Thursday, June 23, 2011

Death in Venice, Tristan, and Tonio Kröger

I got hold of a nice old (you know one of those books that smell like your great grandparents house and seem to crumble as you turn the pages) collection of Thomas Mann’s three novellas; Death in Venice, Tristan, and Tonio Kröger (191 pages).

I didn’t go into this with any particular expectation (my only knowledge of Mann was a few small references in a number of essays) but I was very pleasantly surprised. This is a translation (by H. T. Lowe-Porter) of originally German works released in the very early 1900s. However, this cannot be seen at all, the work flows off the tongue (figuratively anyway, seeing as I don’t ready out loud) and the beautiful prose appears to have been written for an English speaking audience.

I won’t say that the three stories are amazingly interesting or that anything exciting happens but they are worth the read. All three seem to have a few things in common;
  1. Each involves a loving connection between two individuals which is very much one-sided (Gustav and Tadzio, Herr Spinell and Gabriele, and Tonio Kröger and Hans Hansen/ Ingeborg Holm).
  2. Each involves a forbidden love (a young boy, a married woman, or another man).
  3. Each involves a writer (Gustav, Herr Spinell, and Tonio Kröger).

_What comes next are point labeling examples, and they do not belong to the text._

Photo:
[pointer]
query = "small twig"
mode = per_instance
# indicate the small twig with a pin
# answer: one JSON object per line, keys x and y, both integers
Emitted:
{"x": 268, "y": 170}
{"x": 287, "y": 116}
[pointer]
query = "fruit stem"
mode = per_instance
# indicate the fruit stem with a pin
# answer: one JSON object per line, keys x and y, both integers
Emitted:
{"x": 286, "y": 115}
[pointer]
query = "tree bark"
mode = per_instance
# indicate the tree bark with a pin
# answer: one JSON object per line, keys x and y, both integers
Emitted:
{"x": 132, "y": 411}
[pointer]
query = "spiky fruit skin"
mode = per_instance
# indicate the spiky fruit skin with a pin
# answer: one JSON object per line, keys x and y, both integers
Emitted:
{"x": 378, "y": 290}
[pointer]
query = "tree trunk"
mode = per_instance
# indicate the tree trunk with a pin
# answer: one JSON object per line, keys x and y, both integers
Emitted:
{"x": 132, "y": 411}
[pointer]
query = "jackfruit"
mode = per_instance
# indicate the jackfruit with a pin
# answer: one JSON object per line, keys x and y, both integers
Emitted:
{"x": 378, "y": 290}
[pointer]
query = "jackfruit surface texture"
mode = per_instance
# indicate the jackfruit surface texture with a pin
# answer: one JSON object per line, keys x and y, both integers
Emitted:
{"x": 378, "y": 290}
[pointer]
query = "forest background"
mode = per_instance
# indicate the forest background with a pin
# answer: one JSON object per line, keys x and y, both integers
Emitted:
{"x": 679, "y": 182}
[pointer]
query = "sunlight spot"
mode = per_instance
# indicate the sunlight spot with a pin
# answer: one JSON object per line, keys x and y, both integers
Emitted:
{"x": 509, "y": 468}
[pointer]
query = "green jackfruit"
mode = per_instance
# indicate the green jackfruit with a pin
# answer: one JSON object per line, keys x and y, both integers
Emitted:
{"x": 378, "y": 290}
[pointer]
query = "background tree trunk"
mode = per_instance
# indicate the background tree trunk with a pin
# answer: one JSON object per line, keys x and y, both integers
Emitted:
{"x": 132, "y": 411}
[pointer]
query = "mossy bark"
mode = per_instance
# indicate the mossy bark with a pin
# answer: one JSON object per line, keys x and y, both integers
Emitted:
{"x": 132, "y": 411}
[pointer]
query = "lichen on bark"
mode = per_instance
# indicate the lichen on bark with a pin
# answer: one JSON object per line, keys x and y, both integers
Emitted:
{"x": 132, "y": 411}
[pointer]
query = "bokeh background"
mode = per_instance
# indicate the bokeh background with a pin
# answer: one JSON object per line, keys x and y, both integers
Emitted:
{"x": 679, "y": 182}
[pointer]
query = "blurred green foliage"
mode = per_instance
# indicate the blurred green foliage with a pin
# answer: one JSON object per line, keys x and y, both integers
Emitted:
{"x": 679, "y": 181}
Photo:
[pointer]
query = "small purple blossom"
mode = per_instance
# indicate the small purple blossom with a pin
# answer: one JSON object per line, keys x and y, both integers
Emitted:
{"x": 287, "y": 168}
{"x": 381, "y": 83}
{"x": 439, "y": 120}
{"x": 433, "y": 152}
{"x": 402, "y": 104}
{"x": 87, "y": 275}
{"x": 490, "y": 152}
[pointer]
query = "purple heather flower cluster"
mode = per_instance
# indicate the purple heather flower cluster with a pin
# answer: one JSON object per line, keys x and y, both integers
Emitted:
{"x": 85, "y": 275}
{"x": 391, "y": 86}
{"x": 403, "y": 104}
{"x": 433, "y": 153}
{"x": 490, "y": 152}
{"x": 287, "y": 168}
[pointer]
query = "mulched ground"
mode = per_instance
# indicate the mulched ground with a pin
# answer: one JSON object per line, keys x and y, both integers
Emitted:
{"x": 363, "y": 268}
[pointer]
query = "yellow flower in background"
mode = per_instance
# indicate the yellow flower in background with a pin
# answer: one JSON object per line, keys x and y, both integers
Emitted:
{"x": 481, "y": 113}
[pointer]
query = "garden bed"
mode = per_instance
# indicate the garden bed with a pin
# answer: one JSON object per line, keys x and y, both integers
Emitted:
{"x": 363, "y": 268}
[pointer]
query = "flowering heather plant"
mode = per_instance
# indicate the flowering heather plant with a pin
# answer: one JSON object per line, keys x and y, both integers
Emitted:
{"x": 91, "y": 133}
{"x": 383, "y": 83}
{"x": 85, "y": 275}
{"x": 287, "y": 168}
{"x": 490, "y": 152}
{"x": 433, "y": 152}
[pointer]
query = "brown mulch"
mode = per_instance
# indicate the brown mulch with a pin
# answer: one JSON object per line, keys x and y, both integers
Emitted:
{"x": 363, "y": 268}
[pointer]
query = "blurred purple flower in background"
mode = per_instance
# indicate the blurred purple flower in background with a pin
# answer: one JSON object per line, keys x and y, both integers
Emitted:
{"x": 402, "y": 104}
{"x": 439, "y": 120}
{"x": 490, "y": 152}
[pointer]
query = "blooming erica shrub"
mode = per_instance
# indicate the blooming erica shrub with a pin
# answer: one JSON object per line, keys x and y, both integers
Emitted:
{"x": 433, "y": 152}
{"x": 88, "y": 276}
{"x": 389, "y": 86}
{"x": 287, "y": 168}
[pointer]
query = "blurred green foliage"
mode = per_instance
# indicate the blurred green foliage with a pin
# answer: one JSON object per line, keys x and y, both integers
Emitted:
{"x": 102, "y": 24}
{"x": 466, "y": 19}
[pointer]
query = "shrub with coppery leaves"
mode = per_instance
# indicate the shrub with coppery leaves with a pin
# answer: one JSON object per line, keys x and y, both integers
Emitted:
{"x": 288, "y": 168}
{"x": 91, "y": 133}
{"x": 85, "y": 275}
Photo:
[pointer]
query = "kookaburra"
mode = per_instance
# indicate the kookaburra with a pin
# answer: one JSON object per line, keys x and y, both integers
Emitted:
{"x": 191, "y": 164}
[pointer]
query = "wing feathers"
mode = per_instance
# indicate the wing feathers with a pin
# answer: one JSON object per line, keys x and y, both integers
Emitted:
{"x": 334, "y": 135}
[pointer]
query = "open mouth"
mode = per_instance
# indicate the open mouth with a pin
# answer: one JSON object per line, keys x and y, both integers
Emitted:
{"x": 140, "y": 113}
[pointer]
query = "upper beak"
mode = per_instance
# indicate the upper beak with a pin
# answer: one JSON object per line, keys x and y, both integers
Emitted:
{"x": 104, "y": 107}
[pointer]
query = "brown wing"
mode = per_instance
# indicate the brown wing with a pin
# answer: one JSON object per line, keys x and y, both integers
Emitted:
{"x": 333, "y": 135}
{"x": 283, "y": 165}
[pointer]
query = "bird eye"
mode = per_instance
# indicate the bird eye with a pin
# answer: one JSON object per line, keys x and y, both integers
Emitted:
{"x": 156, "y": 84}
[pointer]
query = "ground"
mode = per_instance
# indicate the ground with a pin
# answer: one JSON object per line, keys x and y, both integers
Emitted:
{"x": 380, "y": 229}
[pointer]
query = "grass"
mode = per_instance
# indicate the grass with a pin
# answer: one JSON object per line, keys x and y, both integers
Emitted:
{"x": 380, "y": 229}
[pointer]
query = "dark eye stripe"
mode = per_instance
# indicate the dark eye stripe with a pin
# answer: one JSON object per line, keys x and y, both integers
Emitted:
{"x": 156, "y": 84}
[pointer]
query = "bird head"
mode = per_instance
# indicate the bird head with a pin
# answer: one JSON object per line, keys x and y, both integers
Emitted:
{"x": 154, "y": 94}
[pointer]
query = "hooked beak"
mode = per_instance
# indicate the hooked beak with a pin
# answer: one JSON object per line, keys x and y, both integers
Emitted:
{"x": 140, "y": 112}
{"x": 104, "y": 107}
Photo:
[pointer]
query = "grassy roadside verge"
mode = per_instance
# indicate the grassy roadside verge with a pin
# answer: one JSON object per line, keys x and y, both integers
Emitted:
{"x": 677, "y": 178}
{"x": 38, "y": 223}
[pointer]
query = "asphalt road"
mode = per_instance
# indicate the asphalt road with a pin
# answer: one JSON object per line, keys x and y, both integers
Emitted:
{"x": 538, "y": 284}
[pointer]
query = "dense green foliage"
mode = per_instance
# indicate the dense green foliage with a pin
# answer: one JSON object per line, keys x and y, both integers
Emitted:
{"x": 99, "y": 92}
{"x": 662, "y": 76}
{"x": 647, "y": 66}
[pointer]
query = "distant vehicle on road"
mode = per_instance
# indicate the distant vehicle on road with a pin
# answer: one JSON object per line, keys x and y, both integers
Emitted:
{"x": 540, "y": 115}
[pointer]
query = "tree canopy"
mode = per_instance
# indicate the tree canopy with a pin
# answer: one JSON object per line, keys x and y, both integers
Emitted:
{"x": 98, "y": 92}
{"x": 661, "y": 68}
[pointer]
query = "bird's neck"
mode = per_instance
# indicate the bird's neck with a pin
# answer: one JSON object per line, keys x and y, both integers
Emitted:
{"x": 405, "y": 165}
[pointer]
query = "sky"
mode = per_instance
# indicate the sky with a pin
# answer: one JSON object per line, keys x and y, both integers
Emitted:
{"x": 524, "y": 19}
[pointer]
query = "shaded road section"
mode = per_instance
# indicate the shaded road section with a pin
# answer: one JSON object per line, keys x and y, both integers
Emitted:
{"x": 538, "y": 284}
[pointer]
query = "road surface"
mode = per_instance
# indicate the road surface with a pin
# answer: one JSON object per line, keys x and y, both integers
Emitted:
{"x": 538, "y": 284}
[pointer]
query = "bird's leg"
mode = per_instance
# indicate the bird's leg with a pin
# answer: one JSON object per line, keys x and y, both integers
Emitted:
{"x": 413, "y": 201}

It seems as though Thoman Mann uses these familiar stories, and tweaks them just enough, not to make interesting narratives but to make a commentary on art, artists, and the difficulties in creating and classifying art.

I have read a number of essays over the years around the creation of art, and the criticism of art, yet I found these novellas hit the point more successfully than some of the better essays I have read (e.g. Walter Pater’s The Renaissance).

For example (from Tonio Kröger);

But what is it to be an artist? Nothing shows up the general human dislike of thinking, and a man’s innate craving to be comfortable, better than his attitude to this question. When these worthy people are affected by a work of art, they say humbly that that sort of thing is a ‘gift’ […] they never dream that the ‘gift’ in question is a very dubious affair and rests upon sinister foundations. Everybody knows that artists are ‘sensitive’ and easily wounded. (Mann 154)


These novellas are filled with insights like the above giving us a much better insight into the mind of Mann and his theories of art than the minds of his characters.

Remember the description I gave of the young girl back when I wrote of Lolita? Well a very similar description appears in Death in Venice. The main character, Gustav von Aschenbach, is obsessed throughout the story with a young boy, Tadzio, and gives descriptions similar in style that those in Lolita; “he was barefoot, ready for wading, the slender legs uncovered above the knee […] a masterpiece from nature’s own hand” (Mann 36-7). It is very interesting that, from what I can find, this novella didn’t provoke the same kind of uproar as Lolita. Is it okay to be obsessed with a child if they are either a) a boy, not a girl, or, b) you don’t act on it?

I really did enjoy this book but mostly, as you’ve probably guessed, for the insight into Mann’s view of art. If you can’t read John Ruskin’s Modern Painters (not that he holds the same views as Ruskin) without falling asleep then I don’t believe these are the novellas for you because the actual plot really isn’t all that interesting.

There was a very interesting bookmark in the secondhand copy I picked up. Whoever had it before me used an old Canadian National Railway ticket holder to keep their place (I also use anything in sight as bookmarks sometimes). The appealing thing about this place holder isn’t what it is but perhaps how old it is. The Canadian National Railway runs for far distances (not short commutes like the GO train) yet the ticket price was only $3.70! I wonder where and when they traveled and how long this ticket has sat hidden in the book. Wow I’m quite a boring person to wonder such things!


Citation:
Mann, Thomas. Death in Venice, Tristan, Tonio Kröger. London: Penguin, 1962. Print.